デジタル化広報教育批判にFCCが応酬


米国地上波テレビ放送のアナログ停止まで2年足らずにもかかわらず、市民の間の認知度が極めて低いことに業を煮やした米連邦議会が6月初めFCC(米連邦通信委員会)に対し広報活動の強化を要求した(6月8日号既報)。連邦議会は、「政府レベルのリーダーシップの欠如がこの移行を危うくしている」と厳しく批判している。

これに対し、FCCのケビン・マーチン委員長はこのほど、「広報活動用に計上された150万㌦(約1億8,000万円)の予算を受け取っていない。PRビデオなどを制作したいと思っているが、予算がなければ不可能だ」と述べ、予算処理を怠っている議会側に責任があると応酬した。

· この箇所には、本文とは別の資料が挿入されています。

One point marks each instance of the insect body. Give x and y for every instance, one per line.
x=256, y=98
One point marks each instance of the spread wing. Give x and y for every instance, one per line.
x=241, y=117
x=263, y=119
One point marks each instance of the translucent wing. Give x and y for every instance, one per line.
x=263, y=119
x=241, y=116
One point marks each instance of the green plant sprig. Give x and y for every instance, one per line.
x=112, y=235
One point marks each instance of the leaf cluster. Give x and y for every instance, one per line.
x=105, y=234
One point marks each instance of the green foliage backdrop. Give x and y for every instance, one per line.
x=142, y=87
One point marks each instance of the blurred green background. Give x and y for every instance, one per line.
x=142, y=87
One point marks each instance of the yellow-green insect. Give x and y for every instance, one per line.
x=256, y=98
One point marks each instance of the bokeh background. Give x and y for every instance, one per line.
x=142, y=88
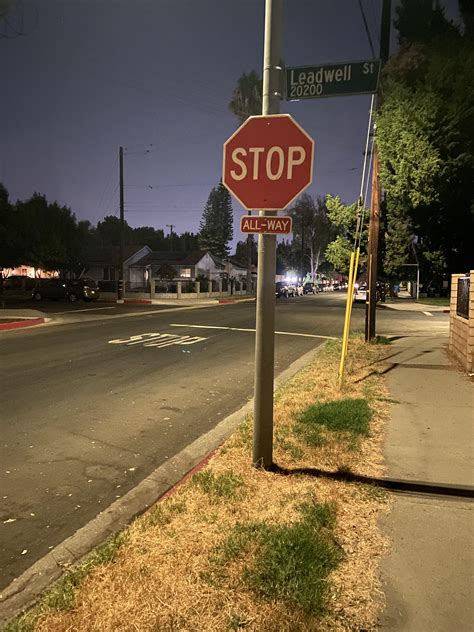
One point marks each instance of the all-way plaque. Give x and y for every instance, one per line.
x=273, y=225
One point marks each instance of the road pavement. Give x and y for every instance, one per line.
x=92, y=403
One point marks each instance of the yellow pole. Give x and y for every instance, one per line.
x=345, y=334
x=350, y=290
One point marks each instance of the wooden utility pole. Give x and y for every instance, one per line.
x=171, y=226
x=374, y=222
x=121, y=281
x=374, y=227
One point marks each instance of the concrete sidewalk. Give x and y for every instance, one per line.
x=410, y=305
x=429, y=574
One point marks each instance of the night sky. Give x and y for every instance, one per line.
x=87, y=76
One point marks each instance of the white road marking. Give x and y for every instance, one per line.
x=281, y=333
x=157, y=340
x=87, y=309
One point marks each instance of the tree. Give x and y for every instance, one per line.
x=425, y=136
x=344, y=218
x=48, y=235
x=216, y=230
x=247, y=96
x=312, y=230
x=247, y=101
x=241, y=251
x=11, y=253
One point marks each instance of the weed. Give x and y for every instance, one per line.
x=382, y=340
x=162, y=514
x=237, y=542
x=62, y=595
x=236, y=622
x=318, y=515
x=243, y=435
x=289, y=562
x=292, y=564
x=374, y=492
x=350, y=416
x=227, y=485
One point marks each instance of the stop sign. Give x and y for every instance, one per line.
x=268, y=162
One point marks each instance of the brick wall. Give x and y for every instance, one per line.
x=461, y=330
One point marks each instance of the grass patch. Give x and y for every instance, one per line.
x=62, y=595
x=289, y=562
x=343, y=416
x=162, y=513
x=293, y=562
x=217, y=486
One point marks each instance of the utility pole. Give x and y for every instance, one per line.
x=265, y=309
x=374, y=222
x=249, y=261
x=170, y=226
x=121, y=281
x=302, y=251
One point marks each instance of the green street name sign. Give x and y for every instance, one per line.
x=332, y=80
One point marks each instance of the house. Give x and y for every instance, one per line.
x=103, y=265
x=187, y=266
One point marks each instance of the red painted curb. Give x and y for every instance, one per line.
x=28, y=322
x=127, y=301
x=188, y=475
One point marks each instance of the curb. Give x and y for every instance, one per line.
x=27, y=322
x=24, y=591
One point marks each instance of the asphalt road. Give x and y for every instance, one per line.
x=93, y=402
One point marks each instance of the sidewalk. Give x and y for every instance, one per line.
x=410, y=305
x=429, y=574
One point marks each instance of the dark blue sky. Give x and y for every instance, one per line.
x=90, y=75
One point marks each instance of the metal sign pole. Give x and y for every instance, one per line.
x=265, y=312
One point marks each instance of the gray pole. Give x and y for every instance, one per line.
x=121, y=281
x=265, y=324
x=417, y=282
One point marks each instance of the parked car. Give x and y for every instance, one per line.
x=70, y=289
x=281, y=289
x=310, y=288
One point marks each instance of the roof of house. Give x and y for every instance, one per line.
x=174, y=258
x=109, y=255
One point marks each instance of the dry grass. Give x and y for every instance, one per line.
x=167, y=576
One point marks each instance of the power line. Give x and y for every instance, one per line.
x=366, y=28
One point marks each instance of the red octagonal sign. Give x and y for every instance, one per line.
x=268, y=162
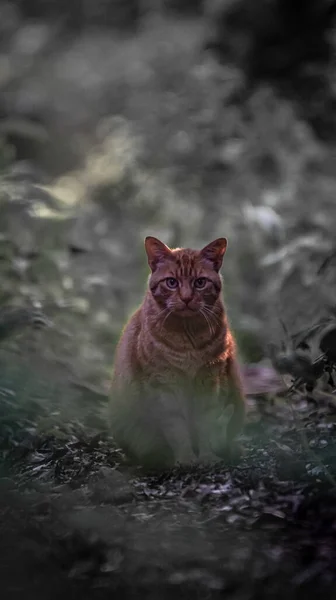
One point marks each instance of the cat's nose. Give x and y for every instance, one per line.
x=186, y=299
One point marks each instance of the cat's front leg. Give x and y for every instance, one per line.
x=213, y=434
x=175, y=427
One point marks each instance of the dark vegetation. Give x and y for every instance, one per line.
x=185, y=120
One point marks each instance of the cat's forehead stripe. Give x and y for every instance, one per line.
x=185, y=263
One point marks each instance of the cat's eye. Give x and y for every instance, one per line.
x=200, y=282
x=172, y=283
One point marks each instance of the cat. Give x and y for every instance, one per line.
x=176, y=394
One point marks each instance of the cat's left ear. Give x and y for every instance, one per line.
x=214, y=252
x=156, y=252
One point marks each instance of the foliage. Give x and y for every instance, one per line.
x=106, y=138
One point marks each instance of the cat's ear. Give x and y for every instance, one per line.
x=214, y=252
x=156, y=252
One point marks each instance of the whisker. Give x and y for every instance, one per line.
x=208, y=322
x=165, y=319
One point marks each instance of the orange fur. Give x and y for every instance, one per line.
x=176, y=390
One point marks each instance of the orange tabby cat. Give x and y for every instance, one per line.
x=176, y=391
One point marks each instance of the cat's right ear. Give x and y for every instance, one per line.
x=156, y=252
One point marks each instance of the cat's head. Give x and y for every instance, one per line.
x=185, y=281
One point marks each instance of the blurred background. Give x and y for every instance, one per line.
x=183, y=119
x=186, y=120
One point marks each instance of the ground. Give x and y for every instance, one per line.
x=107, y=136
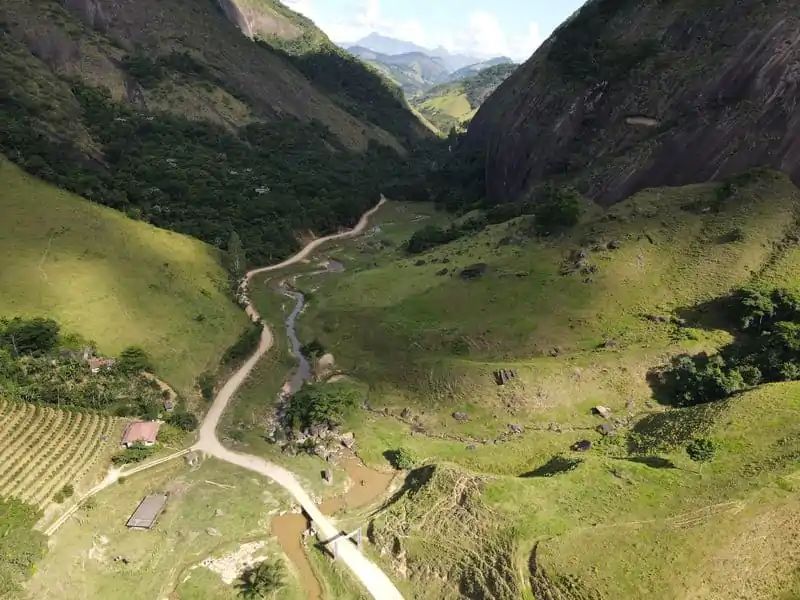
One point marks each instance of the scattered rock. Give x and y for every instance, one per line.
x=605, y=429
x=474, y=271
x=581, y=446
x=603, y=411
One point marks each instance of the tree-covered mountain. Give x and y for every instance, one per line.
x=414, y=72
x=416, y=69
x=628, y=95
x=166, y=111
x=452, y=105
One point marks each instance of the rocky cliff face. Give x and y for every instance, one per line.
x=632, y=94
x=89, y=40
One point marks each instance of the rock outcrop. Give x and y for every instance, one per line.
x=628, y=95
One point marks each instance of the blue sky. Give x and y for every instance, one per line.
x=479, y=27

マーチン委員長はさらに、ケーブルテレビ(CATV)事業者に対し、アナログ放送停止後に新しいコンバーター(変換機)の費用を加入者に強いることのないように行政指導をしている点や、ネットワークのHD番組をダウンコンバートしないよう要請していることなどを挙げ、FCC自らが着手しているデジタル化推進努力をアピールしている。

マーチン委員長はまた、デジタル化移行に関する広報活動はFCCではなくNTIA(米電気通信情報局)が責任を負うべきだとの立場を強調した。ちなみに、NTIAは、デジタル放送をアナログテレビでも視聴できるようにするコンバーターを購入する際のクーポン券発給の所管庁。

このようは状況を業界誌「TVテクノロジー」が「いったい責任者は誰なのか」と題した社説で取り上げ、「デジタル放送への移行が成功するかどうかは、米視聴者に対する公教育にかかっている」と強調、責任者不在の現状を憂えている。